Justice for ‘Citizen Vigilante’?
In actuality, that adversary is not the individuals who hail from different lands, but the overarching system that has bred this chaos in the first place. In a US context, the mass importation of illegal immigrants who work below minimum wage and compete with Americans for jobs is not solely bad policy — it’s also indicative of capitalism’s cynical tendency to extract profit at any social cost. The H1-Bs whose hiring by corporations, in effect, amounts to an American Kafala, are not just here by mistake; it’s because the state actually doesn’t represent its people over a stream of easy-to-control labor. Without limitations, job protections, and proper protocols for assimilation, both migrant and native become strangers; sometimes, violent strangers.

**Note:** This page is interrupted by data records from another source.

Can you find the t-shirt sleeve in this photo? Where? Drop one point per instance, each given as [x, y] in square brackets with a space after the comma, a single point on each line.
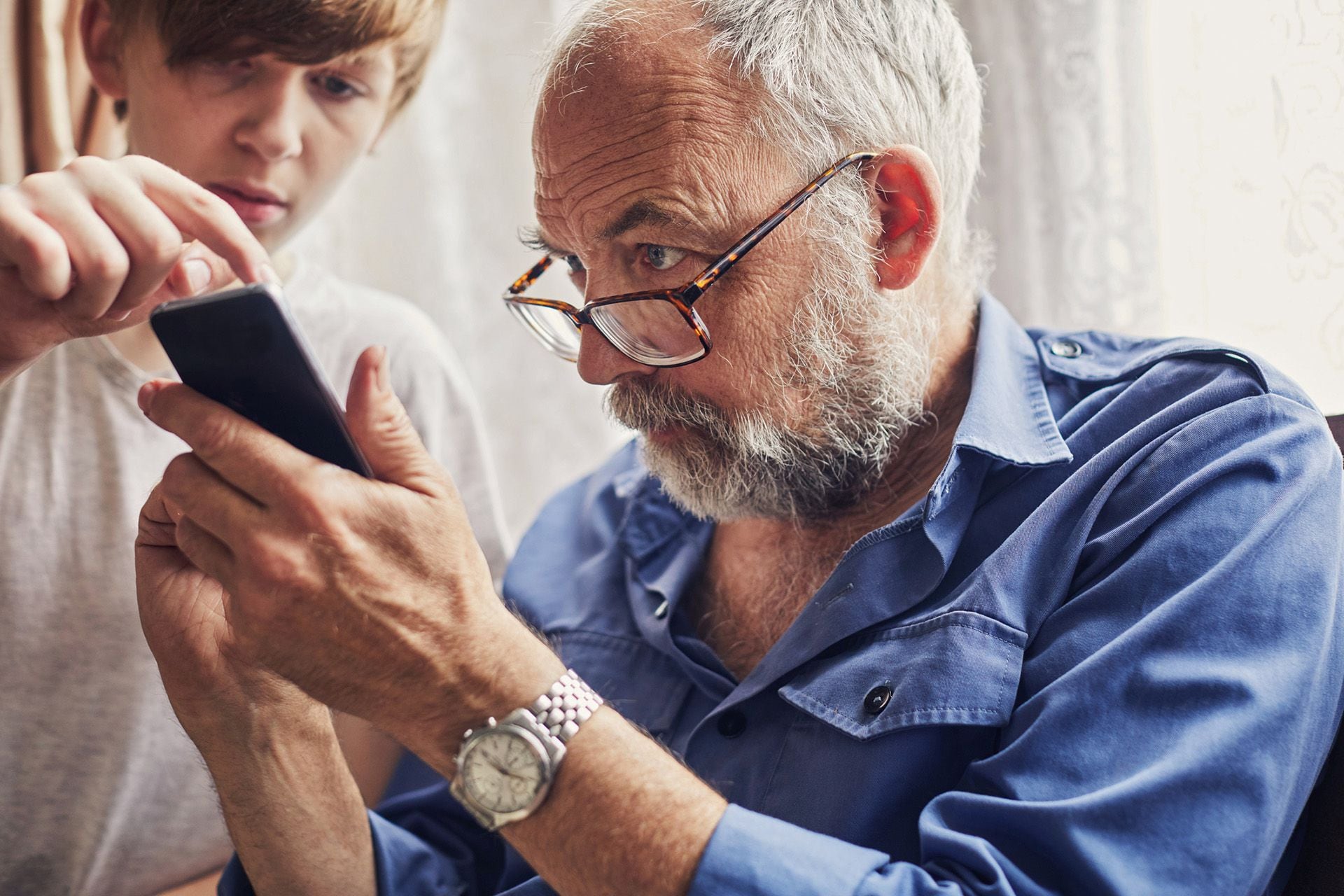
[435, 388]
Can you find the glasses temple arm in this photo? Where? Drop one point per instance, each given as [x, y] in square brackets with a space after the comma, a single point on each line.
[745, 245]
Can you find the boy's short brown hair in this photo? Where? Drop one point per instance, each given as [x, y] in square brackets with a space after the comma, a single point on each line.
[299, 31]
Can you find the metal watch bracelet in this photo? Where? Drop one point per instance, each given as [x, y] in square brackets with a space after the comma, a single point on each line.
[566, 706]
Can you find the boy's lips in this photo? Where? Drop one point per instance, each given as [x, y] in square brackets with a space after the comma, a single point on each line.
[254, 204]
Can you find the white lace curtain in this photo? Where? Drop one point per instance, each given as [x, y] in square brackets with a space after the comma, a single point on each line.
[1171, 167]
[1151, 166]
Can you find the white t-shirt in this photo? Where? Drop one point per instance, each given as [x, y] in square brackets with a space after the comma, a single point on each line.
[101, 793]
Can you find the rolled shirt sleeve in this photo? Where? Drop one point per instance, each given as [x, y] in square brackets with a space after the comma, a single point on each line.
[1174, 711]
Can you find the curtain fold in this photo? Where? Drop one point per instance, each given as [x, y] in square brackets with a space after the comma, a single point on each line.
[1171, 167]
[50, 111]
[1155, 167]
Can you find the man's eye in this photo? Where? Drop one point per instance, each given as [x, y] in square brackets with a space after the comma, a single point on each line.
[663, 257]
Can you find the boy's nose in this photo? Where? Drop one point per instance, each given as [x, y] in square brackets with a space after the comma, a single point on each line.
[273, 128]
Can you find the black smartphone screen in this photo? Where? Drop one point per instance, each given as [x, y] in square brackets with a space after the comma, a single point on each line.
[242, 349]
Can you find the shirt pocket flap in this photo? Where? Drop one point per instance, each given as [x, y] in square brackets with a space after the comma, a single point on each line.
[960, 668]
[636, 680]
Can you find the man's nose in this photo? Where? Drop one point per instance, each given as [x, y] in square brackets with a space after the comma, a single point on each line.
[273, 125]
[600, 363]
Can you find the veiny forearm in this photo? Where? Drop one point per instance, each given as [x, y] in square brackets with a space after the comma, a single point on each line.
[292, 806]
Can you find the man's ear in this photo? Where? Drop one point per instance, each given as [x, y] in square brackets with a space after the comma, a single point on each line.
[909, 199]
[102, 43]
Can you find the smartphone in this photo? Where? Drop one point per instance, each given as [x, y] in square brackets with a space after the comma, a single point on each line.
[242, 348]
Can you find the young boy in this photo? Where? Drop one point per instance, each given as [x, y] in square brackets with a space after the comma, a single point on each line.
[242, 118]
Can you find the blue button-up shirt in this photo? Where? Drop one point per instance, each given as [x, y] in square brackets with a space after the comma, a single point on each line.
[1110, 636]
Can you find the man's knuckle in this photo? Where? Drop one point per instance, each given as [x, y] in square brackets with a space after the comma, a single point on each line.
[216, 434]
[86, 166]
[108, 266]
[42, 184]
[162, 248]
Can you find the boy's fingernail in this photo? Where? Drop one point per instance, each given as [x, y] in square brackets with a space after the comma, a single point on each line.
[198, 274]
[147, 396]
[385, 381]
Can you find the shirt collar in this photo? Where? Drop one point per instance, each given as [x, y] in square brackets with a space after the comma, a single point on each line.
[1008, 415]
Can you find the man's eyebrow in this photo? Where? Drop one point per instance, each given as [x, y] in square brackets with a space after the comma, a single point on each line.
[645, 211]
[533, 238]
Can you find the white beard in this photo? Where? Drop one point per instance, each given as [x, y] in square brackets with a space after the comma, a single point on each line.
[860, 359]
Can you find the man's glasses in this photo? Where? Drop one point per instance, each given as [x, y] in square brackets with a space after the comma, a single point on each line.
[657, 328]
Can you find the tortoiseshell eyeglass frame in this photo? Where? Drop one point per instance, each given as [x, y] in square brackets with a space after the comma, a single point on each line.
[685, 298]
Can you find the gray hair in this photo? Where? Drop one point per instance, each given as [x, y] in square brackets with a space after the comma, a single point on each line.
[839, 77]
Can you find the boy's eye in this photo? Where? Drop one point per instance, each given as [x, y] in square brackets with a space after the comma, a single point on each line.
[663, 257]
[230, 66]
[336, 86]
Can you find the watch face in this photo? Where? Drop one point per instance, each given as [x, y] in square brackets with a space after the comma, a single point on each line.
[503, 770]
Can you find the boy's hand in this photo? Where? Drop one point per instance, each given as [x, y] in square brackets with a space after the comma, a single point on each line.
[96, 246]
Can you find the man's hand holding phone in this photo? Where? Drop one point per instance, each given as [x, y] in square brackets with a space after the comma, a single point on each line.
[93, 248]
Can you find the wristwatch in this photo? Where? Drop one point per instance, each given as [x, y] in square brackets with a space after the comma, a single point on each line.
[505, 769]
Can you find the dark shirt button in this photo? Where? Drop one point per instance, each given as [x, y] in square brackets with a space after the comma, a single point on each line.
[876, 700]
[1066, 348]
[733, 723]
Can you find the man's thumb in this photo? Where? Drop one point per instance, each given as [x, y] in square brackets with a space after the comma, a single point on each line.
[382, 429]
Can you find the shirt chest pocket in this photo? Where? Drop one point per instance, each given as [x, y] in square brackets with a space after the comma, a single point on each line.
[636, 680]
[958, 668]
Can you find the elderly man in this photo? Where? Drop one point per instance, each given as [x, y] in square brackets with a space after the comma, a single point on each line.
[890, 598]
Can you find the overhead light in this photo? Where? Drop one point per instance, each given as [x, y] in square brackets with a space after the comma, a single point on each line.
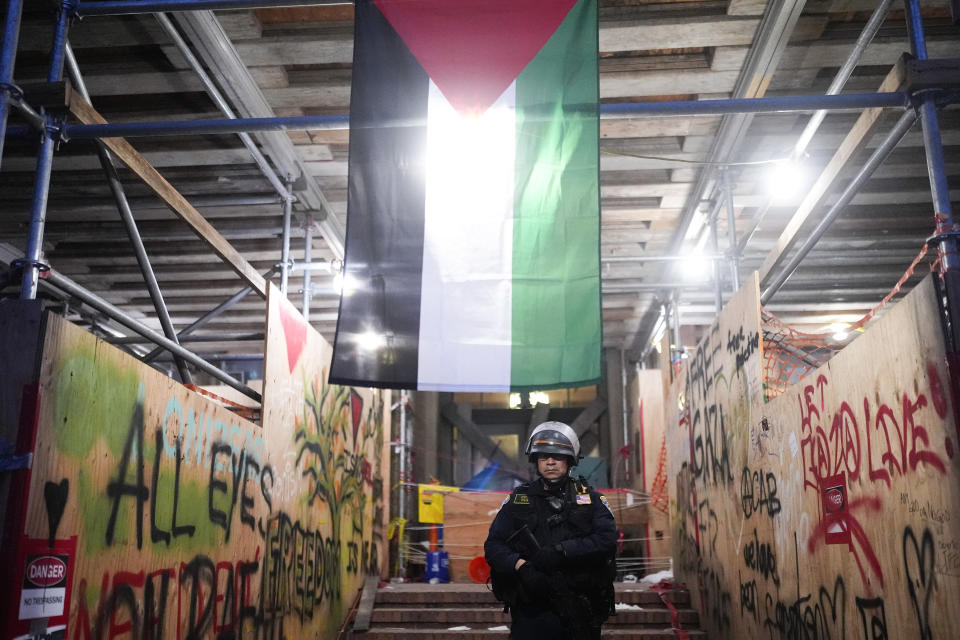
[371, 341]
[784, 179]
[343, 283]
[536, 397]
[840, 331]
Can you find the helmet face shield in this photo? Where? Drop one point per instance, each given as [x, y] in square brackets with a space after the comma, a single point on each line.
[554, 438]
[552, 442]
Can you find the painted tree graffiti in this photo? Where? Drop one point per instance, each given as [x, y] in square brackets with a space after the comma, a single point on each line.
[332, 438]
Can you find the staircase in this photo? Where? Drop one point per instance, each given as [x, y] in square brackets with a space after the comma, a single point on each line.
[417, 611]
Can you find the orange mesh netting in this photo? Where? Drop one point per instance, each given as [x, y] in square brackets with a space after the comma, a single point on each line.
[658, 491]
[788, 354]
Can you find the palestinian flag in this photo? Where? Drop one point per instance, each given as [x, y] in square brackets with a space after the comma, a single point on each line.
[472, 251]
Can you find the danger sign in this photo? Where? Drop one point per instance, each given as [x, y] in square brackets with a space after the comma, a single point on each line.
[44, 591]
[46, 571]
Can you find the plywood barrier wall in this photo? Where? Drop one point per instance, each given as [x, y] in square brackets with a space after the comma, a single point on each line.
[179, 519]
[832, 510]
[650, 440]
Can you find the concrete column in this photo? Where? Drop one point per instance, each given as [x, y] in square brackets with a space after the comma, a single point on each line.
[612, 440]
[427, 404]
[463, 465]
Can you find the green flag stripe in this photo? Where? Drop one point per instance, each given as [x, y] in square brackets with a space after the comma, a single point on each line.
[556, 263]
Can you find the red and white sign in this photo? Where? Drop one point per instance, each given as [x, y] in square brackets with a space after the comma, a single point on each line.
[44, 590]
[46, 571]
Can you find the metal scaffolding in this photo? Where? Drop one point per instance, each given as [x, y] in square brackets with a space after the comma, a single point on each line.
[920, 104]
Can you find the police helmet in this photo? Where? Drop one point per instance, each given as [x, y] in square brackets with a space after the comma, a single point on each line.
[553, 437]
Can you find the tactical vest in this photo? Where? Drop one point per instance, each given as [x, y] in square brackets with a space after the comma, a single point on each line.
[589, 582]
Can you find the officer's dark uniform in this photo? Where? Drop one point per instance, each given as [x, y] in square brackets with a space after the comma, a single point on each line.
[578, 526]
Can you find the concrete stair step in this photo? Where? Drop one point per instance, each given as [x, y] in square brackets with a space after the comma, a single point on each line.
[378, 632]
[474, 594]
[450, 616]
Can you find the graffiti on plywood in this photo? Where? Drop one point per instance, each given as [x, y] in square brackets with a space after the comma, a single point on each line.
[192, 522]
[836, 502]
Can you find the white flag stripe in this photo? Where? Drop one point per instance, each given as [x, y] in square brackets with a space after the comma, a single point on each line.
[466, 293]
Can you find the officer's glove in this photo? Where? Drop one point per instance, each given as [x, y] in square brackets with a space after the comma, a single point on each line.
[535, 583]
[548, 558]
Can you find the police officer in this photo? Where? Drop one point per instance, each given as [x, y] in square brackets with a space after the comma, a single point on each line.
[551, 547]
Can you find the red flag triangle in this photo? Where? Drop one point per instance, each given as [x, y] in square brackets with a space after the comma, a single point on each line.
[473, 49]
[294, 332]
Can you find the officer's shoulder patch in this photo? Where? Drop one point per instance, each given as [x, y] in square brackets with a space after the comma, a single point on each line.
[603, 499]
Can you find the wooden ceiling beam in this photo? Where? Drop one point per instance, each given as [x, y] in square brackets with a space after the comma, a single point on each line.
[122, 149]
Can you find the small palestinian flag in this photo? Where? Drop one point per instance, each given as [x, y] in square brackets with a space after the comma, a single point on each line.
[472, 250]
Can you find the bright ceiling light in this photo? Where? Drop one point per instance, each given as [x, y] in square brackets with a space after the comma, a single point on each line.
[371, 341]
[343, 283]
[840, 331]
[784, 179]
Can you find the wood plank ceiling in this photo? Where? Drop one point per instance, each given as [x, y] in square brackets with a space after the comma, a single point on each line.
[650, 51]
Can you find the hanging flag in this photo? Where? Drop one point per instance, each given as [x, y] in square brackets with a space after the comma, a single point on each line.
[473, 229]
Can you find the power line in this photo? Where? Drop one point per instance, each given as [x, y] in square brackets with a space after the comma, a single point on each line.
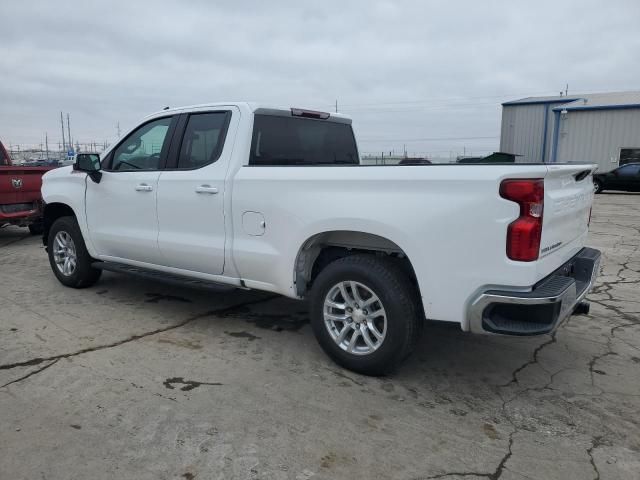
[432, 139]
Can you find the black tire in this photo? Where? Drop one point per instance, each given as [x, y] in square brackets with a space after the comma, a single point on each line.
[597, 186]
[388, 281]
[36, 228]
[84, 275]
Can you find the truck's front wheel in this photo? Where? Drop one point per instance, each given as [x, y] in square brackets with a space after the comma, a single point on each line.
[364, 313]
[68, 255]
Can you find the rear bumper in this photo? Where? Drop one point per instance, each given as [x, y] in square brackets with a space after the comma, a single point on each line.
[20, 213]
[541, 309]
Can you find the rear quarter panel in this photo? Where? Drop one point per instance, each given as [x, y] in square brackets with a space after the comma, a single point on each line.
[448, 219]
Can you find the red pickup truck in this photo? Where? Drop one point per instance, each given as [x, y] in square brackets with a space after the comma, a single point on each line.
[20, 199]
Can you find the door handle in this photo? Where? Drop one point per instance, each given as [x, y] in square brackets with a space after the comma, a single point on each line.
[207, 189]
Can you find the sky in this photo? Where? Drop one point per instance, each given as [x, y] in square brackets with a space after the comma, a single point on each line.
[425, 76]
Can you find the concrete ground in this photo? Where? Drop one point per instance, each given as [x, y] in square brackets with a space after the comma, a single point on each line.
[135, 379]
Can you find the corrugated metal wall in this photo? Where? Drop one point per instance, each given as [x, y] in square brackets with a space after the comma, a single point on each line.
[521, 132]
[523, 128]
[597, 136]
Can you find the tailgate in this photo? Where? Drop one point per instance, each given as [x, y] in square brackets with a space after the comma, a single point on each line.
[568, 194]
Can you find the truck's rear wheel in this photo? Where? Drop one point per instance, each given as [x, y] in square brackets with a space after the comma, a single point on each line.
[68, 255]
[364, 313]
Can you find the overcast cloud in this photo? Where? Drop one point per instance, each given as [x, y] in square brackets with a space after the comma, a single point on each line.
[406, 71]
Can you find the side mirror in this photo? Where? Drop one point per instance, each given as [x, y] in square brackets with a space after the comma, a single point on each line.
[90, 164]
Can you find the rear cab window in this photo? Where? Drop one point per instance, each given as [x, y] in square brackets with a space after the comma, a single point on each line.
[281, 140]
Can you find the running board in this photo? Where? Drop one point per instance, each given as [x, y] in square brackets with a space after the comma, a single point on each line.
[164, 276]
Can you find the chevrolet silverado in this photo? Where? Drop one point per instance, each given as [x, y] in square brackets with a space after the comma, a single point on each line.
[275, 199]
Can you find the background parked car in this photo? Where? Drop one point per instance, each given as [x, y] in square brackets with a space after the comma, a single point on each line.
[626, 178]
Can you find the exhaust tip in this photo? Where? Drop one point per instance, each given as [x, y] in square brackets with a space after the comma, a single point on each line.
[582, 308]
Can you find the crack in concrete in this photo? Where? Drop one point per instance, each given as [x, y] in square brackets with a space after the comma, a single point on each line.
[595, 443]
[188, 384]
[24, 377]
[39, 360]
[495, 475]
[533, 361]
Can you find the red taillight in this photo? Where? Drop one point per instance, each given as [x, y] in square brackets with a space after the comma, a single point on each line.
[523, 234]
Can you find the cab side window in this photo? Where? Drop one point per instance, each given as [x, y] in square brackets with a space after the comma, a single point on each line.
[203, 139]
[629, 170]
[141, 150]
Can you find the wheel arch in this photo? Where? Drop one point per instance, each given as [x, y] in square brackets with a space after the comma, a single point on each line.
[53, 211]
[322, 248]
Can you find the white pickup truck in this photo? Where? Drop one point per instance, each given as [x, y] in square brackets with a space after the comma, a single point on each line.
[275, 199]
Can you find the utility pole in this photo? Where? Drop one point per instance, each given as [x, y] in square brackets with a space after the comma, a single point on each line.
[64, 143]
[69, 132]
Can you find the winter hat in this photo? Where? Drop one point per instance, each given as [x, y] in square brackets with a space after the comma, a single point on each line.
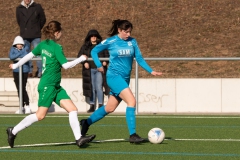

At one point last week, Citizen Vigilante was trending number one on Amazon Prime. Although it has a Rotten Tomatoes critic score of 6%, the production has a shockingly high audience approval rating of 93%: a sign that Right-wing slop may indeed sell. Meanwhile, Boll’s native Germany has essentially banned the movie. And Musk, who may well have a role in the creation or distribution of the film, has promised that “Citizen Vigilante 2 will be even better.” Still more, an anonymous source told Puck that Hammer was “in tears” when he first saw Boll’s final cut: “Fuck. This is hateful, disgusting,” he supposedly said. If the measure of a good film were buzz-to-cost ratio, Citizen Vigilante would be among the best ever.a
The reality is that it is wrong to have a strong opinion one way or another on Citizen Vigilante. Really liking it probably means you buy the argument that Muslims are culturally and religiously obligated to kill you; or that Muslims, as individuals, inherently foster places filled with rape, filth, and danger — and a visit to Istanbul or Doha or any number of Muslim-majority cities would easily shatter that view. Really despising the movie, by contrast, probably means you neglect to see the issue at hand. The insanity might end if we were able to not talk past each other about it, which shows no indication of happening. There are legitimate Left reasons to be disappointed with mass migration society, as are my own, without any need to concede to (segments of) the Right’s race-religion absolutism.a
Until then, we will just have to deal with the annoyances of unbalanced job competition, large groups of people not being invested in the national project, the isolation of migrants and non-migrants alike — and the annoyance of Uber drivers named Mohammed smirking at the fact that they don’t know where to take you. Everyone loses.